Carbon dioxide build-up threatens coral reefs

Increasing levels of carbon dioxide in the Earth's atmosphere could reduce coral growth by as much as 40% from pre-industrial levels over the next 65 years.

By mid-century, increasing levels of atmospheric carbon dioxide are expected to reduce the carbonate ion concentration of the surface ocean by 30%. When researchers at Columbia University’s Biosphere 2 Center changed the carbonate concentration in the Biosphere 2 ocean to that level they observed a significant reduction in calcification rates for coral and coralline algae. Furthermore, the team found no evidence that reef organisms are able to acclimatise after prolonged exposure to the reduced carbonate levels.

“This is the first real evidence that increasing atmospheric carbon dioxide levels have a negative impact on a major ecosystem,” says the leader of the team, Dr. Christopher Langdon, whose research will be published in the June edition of Global Biogeochemical Cycles.
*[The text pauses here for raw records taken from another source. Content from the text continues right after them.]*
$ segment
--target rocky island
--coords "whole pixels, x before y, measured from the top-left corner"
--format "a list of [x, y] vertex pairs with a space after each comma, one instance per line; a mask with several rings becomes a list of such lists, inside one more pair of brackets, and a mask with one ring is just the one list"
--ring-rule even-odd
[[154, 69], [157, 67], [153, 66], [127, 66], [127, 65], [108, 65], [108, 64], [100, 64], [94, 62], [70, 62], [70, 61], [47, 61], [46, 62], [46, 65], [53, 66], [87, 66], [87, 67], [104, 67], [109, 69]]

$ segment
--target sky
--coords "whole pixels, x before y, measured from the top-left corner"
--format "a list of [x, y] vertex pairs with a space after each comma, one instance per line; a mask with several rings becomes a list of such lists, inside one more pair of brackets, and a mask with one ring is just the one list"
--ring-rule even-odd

Langdon believes the results of his research have important implications. Coral reefs are natural breakwaters protecting tropical islands and other coastal areas from beach erosion. “While some terrestrial ecosystems may actually benefit from elevated carbon dioxide levels, that does not appear to be the case for shallow marine ecosystems like a coral reef,” says Langdon. The impacts are much greater than previously believed, leading to increasing vulnerability of many reefs to other man-caused sources of stress, like over-fishing or pollution, he says.

The project is underway in the ocean ecosystem at Columbia’s Biosphere 2 laboratory in Arizona. The 700,000-gallon (2,649,000 litres) aquarium of artificial seawater, with its community of coral reef life, mimics key aspects of real world coral reef ecosystems.